02 April 2009

AWS just launched a new service called Amazon Elastic MapReduce that provides the same kind of developer friendly API used for Amazon EC2 or S3 for running Hadoop jobs in the Cloud. You submit a job request and number of instances to the API (pointing to input data and code on S3), and AWS spins up a private Hadoop cluster on EC2, submits your job, and reports back on status through the API. You can cancel or modify jobs using the API, and can even add additional steps to a running job.

I was part of the private beta and wrote a short code sample that shows how to run Python streaming jobs using the service: Finding Similar Items with Amazon Elastic MapReduce, Python, and Hadoop Streaming. As part of the code example, I also pulled together a cleaned up version of the AudioScrobbler dataset for use in music recommendations (it is about 1/4 the size of the Netflix Prize data). The code sample basically implements a Python streaming version of the Pairwise Similarity algorithm found in this paper by Tamer Elsayed, Jimmy Lin, and Douglas Oard and applies it to Netflix Prize ratings and Audioscrobbler playlist data.

The base EC2 images underlying the service are running Hadoop 18.3 on Debian and include NumPy, SciPy, R, BeautifulSoup, and other preinstalled packages useful for Streaming Hadoop jobs. You can use the distributed cache to install other packages like nltk at runtime.

My initial impression is that this will evolve into a powerful tool for people who want to run adhoc mapreduce jobs, prototype MapReduce code on EC2, or interface with on-demand clusters from within their apps. Hopefully we'll see a MapReduce code/task sharing facility at some point similar to the EC2 pubic AMI system.
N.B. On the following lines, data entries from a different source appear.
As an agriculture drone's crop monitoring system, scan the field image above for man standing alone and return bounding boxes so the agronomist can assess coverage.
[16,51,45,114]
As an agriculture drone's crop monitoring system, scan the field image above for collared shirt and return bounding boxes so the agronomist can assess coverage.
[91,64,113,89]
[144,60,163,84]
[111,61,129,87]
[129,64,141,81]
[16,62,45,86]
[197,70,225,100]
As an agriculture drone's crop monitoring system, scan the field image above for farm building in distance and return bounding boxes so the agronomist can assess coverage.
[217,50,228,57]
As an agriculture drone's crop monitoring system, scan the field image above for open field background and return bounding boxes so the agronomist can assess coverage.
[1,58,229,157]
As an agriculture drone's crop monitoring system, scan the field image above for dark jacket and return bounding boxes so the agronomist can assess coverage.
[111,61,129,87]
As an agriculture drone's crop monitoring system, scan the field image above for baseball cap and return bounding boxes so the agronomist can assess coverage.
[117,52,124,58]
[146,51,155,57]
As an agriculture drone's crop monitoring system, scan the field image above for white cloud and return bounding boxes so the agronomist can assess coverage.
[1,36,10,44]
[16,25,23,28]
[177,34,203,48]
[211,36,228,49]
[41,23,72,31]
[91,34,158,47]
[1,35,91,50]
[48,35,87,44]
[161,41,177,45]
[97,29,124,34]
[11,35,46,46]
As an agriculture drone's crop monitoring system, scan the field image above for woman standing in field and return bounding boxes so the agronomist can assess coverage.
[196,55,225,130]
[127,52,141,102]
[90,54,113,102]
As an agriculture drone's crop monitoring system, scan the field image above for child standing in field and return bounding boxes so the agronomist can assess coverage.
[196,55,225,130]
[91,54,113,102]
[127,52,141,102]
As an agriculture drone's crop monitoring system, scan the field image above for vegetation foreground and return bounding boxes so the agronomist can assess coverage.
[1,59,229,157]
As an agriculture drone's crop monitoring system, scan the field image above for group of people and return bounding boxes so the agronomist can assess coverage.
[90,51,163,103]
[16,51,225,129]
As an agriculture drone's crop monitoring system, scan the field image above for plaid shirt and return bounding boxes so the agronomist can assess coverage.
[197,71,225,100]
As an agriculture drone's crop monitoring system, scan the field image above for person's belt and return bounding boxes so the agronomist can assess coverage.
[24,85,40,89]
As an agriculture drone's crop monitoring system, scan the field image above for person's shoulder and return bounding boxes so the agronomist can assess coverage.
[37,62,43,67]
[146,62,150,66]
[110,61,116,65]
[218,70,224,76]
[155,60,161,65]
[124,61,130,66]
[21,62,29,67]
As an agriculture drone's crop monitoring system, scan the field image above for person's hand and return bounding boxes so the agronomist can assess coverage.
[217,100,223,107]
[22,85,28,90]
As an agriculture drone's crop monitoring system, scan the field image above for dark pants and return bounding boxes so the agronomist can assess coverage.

Note that in the current release of Elastic MapReduce, input data is copied down from S3 at the start of the job and your cluster shuts itself down upon completion by default (you can override this with the API). Mounting data directly from EBS volumes isn't supported yet, but I wouldn't be surprised to see that soon given the potential for integrating with Amazon Public Datasets. Running Dumbo jobs isn't supported yet since it requires a Hadoop patch for 18.3, but it should be possible when AWS moves to Hadoop 0.21 (which will also bring in a number of other important Hadoop features that are missing in 18.3).

For maintaining a permanent cluster in-house or even a semi-permanent cluster on EC2 with a large amount of data, I would recommend using the Cloudera distribution for Hadoop (it is a one-liner to start an EC2 Hadoop cluster from the command line). I would often bounce between running jobs on my Cloudera EC2 cluster and Elastic MapReduce during development of the code example. If you are getting started with Hadoop, the Cloudera training videos are a great place to get up to speed.

So what can you do with Elastic MapReduce? Here are a few initial ideas:

  • Offload background processing from your Rails or Django app to Hadoop by sending the ElasticMapReduce API job requests pointing to data stored on S3: convert PDFs, classify spam, deduplicate records, batch geocoding, etc.
  • Process large amounts of retail sales and inventory transaction data for sales forecasting and optimization
  • Use the AddJobFlowSteps method in the API to run iterative machine learning algorithms using MapReduce on a remote Hadoop cluster and shut it down when your results converge to an answer

I'll post more on this later today - including a detailed explanation of using Netflix Prize data in the code example and some next steps for using Elastic MapReduce.